\begin{tabular}{r}\( 6 x^{2}-5 x+3 \) \\ \( -\quad\left(3 x^{2}+8 x-4\right) \) \\ \hline A \( 3 x^{2}+13 x-1 \) \\ B. \( 3 x^{2}-3 x+7 \) \\ C. \( 3 x^{2}+3 x-1 \) \\ D. \( 3 x^{2}-13 x+7 \)\end{tabular}

To solve the expression \( 6x^2 - 5x + 3 - (3x^2 + 8x - 4) \), we start by distributing the negative sign across the second polynomial. This gives us: \[ 6x^2 - 5x + 3 - 3x^2 - 8x + 4 \] Next, we combine like terms: - For \(x^2\) terms: \(6x^2 - 3x^2 = 3x^2\) - For \(x\) terms: \(-5x - 8x = -13x\) - For constant terms: \(3 + 4 = 7\) Putting it all together, we have: \[ 3x^2 - 13x + 7 \] So the correct option is D: \(3x^2 - 13x + 7\). The journey of combining polynomials is like a dance! You remove the negative sign like lifting a curtain to reveal the hidden beauty of your equation, then seamlessly pair the partners (like terms) for a grand finish.

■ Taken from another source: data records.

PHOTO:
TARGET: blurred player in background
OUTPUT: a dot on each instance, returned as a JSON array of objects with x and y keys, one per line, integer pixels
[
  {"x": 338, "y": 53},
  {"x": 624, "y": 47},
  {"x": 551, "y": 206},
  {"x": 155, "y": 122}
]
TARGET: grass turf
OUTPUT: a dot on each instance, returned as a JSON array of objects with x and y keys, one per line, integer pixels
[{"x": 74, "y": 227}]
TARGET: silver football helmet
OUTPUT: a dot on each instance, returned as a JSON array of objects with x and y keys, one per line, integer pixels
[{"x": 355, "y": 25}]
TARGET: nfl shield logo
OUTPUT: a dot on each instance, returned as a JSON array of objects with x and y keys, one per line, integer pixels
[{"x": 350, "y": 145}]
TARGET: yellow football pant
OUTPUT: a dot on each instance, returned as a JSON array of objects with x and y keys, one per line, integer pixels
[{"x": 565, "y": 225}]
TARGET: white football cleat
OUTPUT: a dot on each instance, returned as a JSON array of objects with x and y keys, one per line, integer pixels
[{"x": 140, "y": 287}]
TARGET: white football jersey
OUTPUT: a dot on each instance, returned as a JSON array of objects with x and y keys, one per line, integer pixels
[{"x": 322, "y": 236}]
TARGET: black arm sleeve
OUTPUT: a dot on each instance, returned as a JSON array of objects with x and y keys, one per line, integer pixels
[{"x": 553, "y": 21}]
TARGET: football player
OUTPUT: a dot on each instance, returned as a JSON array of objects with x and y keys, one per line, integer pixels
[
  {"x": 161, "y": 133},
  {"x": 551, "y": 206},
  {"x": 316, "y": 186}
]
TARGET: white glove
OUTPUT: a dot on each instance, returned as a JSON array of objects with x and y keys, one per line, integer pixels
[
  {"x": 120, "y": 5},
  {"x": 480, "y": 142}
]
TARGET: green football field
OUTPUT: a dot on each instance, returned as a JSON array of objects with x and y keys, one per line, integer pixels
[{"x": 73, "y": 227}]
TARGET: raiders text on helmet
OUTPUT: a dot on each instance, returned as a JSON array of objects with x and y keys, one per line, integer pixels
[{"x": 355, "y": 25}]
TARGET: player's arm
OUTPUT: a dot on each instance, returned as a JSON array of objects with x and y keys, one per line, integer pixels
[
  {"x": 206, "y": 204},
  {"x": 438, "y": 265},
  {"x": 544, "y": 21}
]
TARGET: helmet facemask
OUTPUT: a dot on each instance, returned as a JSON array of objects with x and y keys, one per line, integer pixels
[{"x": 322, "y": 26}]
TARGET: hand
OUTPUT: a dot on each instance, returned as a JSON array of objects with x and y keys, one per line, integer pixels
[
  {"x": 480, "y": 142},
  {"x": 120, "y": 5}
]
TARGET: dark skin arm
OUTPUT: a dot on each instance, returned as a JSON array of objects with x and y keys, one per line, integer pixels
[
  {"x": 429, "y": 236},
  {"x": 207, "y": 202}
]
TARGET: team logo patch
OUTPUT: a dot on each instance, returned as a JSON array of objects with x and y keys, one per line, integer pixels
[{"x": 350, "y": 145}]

Just remember, every term needs to find its match to create harmony in your final expression! When tackling similar problems in the future, double-checking your signs works wonders! Forgetting a negative can lead you down a confusing path, much like misreading a treasure map. Always take a moment to simplify step by step, so you don’t end up lost in your calculations!